他接过碟子,拿起那块蛋糕。
熟悉的、带着奶油和蜂蜜香气的味道涌入鼻腔。
他咬了一口,内里湿润绵密,覆盆子的微酸恰到好处地中和了蜂蜜的甜,是那种克制而温柔的微甜。
“很好吃。”
指尖轻轻擦去沈言鼻尖的糖粉,语气温柔的由衷赞叹:“谢谢老公,我真的很喜欢。
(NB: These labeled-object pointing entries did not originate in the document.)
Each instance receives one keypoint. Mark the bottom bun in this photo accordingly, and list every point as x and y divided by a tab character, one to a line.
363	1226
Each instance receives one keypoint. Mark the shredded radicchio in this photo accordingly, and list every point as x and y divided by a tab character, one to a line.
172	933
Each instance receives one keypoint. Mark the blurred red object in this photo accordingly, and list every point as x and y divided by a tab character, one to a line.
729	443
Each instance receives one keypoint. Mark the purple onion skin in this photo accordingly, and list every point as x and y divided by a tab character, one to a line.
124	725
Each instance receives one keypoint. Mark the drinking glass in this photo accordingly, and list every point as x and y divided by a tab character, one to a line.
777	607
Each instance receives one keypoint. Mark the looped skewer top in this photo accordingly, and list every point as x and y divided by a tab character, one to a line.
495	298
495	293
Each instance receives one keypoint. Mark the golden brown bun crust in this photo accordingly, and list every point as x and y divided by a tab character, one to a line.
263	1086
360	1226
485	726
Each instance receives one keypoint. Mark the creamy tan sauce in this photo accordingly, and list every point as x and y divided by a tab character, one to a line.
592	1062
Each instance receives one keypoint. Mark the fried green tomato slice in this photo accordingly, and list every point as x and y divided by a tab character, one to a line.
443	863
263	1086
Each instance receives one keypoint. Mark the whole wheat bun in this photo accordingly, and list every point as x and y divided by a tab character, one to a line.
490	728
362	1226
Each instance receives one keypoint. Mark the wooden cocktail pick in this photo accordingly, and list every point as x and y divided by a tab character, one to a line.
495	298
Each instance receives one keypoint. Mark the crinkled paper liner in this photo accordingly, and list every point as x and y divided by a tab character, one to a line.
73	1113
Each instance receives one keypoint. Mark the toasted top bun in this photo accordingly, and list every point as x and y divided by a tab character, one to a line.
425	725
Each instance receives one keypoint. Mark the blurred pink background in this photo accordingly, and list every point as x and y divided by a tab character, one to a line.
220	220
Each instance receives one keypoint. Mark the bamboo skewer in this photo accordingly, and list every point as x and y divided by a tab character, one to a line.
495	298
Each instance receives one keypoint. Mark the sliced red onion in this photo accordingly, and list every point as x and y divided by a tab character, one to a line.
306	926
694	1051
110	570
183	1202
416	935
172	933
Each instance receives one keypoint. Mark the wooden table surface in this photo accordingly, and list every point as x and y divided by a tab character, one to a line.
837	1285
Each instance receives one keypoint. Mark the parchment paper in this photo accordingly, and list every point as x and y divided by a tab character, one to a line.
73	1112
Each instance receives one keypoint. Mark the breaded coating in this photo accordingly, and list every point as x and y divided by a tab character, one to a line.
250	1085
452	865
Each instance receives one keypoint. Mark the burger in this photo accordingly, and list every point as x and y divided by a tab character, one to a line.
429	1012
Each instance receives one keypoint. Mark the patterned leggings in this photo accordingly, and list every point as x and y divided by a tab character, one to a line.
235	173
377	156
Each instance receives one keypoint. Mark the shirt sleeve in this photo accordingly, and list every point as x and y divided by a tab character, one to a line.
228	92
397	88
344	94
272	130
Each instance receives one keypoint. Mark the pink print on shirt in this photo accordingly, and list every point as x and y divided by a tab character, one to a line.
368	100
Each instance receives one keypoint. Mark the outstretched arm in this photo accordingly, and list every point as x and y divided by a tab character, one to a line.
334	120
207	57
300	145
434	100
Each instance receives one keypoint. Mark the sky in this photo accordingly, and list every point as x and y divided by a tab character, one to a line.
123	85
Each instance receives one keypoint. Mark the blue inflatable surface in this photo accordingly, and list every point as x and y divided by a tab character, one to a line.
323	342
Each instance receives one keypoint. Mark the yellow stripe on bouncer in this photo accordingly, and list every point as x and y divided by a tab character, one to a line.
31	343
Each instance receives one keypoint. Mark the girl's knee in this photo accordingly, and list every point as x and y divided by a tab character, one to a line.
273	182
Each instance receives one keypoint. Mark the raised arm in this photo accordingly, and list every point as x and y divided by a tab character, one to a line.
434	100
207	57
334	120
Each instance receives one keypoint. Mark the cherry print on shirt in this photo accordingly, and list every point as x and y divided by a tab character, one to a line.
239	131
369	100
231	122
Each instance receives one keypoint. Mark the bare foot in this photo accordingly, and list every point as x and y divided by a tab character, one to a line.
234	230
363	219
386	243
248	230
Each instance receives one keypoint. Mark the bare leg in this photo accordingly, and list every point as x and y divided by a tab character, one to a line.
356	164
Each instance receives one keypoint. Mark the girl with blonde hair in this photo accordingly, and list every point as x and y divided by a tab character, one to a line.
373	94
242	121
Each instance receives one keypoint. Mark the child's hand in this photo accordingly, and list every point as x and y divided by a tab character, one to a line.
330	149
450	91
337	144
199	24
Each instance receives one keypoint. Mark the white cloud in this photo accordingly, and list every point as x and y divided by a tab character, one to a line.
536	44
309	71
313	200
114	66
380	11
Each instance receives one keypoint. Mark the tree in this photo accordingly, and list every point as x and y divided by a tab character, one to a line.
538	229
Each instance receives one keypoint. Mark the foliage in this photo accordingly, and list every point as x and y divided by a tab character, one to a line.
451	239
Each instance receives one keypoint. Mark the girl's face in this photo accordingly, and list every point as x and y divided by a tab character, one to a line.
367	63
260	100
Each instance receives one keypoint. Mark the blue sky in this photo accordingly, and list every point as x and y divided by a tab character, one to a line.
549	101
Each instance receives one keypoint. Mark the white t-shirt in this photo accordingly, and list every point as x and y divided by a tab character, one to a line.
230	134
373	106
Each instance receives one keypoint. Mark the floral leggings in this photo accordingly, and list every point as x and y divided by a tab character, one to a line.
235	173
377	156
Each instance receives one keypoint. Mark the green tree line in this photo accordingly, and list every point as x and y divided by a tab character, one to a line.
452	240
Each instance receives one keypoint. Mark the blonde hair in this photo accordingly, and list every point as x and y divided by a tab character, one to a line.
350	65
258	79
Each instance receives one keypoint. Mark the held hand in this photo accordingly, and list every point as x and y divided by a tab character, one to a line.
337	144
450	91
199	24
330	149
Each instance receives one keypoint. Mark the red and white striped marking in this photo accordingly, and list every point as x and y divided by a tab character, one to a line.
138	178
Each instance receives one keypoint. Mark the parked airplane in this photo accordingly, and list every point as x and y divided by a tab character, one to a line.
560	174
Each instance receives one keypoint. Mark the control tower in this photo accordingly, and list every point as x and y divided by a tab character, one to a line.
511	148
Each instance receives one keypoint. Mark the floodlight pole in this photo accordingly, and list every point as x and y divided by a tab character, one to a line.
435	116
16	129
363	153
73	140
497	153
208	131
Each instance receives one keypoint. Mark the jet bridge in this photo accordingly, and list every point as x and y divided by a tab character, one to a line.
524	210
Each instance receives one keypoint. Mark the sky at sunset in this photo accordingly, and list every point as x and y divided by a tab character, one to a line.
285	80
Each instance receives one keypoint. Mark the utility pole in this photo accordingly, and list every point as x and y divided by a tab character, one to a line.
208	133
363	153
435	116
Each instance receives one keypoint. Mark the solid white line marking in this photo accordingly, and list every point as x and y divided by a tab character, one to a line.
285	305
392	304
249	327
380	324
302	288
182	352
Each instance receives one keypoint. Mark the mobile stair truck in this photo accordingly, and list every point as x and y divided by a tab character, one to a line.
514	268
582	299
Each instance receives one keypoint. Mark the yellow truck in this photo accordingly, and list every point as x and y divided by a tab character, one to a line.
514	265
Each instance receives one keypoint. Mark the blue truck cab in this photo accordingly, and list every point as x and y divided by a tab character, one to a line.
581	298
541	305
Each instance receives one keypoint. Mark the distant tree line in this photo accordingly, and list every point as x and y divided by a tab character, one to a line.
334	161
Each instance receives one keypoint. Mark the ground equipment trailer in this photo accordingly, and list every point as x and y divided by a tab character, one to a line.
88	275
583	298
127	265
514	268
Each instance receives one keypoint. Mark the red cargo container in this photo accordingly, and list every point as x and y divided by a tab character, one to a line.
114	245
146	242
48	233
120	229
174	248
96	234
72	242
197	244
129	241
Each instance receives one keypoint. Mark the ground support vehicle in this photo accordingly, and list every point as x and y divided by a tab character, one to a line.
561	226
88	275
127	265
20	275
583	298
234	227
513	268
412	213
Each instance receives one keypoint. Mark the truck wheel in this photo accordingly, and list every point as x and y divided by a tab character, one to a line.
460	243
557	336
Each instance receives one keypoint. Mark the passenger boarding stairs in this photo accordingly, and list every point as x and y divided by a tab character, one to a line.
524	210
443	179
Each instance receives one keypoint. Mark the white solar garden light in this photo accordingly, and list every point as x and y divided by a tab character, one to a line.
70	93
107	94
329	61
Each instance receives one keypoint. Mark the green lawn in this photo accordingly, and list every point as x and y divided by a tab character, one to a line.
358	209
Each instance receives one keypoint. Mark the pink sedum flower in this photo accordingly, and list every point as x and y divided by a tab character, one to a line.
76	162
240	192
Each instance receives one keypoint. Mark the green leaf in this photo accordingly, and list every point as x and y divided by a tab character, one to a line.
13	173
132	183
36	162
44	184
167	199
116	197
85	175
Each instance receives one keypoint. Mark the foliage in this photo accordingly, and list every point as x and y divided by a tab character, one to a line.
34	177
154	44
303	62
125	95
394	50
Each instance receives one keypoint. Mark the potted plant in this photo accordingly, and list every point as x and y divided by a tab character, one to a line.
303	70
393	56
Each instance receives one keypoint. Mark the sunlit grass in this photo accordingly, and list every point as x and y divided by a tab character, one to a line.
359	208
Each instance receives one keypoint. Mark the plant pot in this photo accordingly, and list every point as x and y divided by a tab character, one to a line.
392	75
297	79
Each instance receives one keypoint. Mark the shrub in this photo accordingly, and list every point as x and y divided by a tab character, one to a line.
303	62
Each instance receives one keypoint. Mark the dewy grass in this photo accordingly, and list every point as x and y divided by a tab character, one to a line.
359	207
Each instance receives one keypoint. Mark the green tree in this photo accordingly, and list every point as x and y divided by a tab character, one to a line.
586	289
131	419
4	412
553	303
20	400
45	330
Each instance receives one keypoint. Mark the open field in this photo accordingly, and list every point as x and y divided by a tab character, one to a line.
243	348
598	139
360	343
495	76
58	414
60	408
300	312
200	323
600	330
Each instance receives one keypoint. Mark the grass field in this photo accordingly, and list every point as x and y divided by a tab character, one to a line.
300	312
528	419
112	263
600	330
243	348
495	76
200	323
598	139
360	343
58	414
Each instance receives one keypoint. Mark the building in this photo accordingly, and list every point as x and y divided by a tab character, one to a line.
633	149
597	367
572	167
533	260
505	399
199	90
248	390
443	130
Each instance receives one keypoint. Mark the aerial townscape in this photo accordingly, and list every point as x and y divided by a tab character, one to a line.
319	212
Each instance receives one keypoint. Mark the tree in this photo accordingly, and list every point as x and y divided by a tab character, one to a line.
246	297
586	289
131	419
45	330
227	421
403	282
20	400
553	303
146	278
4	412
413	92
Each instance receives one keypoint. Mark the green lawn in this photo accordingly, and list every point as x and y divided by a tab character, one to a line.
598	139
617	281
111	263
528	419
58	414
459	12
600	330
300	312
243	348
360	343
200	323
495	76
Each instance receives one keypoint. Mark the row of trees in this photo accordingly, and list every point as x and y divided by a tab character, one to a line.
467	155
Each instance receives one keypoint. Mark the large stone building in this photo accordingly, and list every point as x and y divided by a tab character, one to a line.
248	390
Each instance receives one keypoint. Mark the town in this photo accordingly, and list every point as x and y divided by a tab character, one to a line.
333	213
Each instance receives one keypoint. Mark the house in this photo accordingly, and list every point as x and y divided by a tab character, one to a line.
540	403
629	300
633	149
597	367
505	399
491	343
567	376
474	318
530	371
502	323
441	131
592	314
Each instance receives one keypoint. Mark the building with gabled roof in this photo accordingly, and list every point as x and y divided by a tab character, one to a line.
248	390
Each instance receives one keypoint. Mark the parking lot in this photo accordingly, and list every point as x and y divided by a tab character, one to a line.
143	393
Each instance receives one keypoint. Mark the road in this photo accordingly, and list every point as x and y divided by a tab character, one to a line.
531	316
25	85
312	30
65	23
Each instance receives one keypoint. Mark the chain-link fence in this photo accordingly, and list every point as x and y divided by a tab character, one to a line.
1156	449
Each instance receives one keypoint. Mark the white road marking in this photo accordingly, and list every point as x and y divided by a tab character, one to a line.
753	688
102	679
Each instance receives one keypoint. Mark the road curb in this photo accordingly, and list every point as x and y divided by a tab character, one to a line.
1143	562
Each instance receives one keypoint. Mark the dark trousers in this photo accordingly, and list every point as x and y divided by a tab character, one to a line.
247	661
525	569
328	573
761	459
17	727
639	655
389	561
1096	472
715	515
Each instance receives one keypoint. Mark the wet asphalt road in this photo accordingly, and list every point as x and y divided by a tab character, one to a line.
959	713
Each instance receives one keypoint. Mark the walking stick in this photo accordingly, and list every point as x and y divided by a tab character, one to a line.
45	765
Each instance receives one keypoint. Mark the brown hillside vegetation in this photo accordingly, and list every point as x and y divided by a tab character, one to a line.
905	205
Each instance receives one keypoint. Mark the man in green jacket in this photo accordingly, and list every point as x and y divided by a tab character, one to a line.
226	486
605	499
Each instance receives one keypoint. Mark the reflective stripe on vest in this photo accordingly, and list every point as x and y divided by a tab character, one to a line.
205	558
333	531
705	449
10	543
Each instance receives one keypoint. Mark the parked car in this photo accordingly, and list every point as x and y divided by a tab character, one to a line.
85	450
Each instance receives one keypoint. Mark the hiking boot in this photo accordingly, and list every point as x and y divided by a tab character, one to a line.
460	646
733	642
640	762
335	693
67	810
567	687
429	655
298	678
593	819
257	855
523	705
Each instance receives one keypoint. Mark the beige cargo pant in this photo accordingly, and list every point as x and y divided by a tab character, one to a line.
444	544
”
但看着这几乎能开个茶话会的成堆点心,还是忍不住提出了疑问:
“只是……这个分量是不是有点太多了?”
沈言就着老婆的手笑嘻嘻舔了一小口奶油,满足地眯起眼,像只偷腥成功的猫:
“谁说要我们两个吃完的?”
他指了指那些包装好的点心:“这些,我明天分给你的那些属下,算是……上将家属的一点心意,或者说,虫文关怀?”
尾钩在身后不易察觉地轻轻晃动,带着点小得意。
卡兰德尔冰蓝色的眼眸瞬间暗沉,不知道该怎么形容内心里的情绪,好像已经被幸福填满了。
伸手,精准地握住了那截微微晃动的尾钩根部,指腹在最敏感的环节上不轻不重地揉按。
沈言顿时轻喘一声,仿佛重要的命脉被把住,尾钩下意识地缠上了雌虫的手腕,尾尖微微颤抖。
“我的老公总是这么贴心……”
低哑的叹息消散在相贴的唇间。
将雄主后续的呜咽尽数封堵,这个吻带着奶油香甜,却又充满了不容置疑的占有欲。
纤细修长的手顺着尾钩敏感的神经束一路抚下,感受着怀中身体的细微战栗。
第二天上午。
在上将的命令下,副官带着几名亲卫,将那些散发着诱人甜香的点心,分发到了每一位军官手中。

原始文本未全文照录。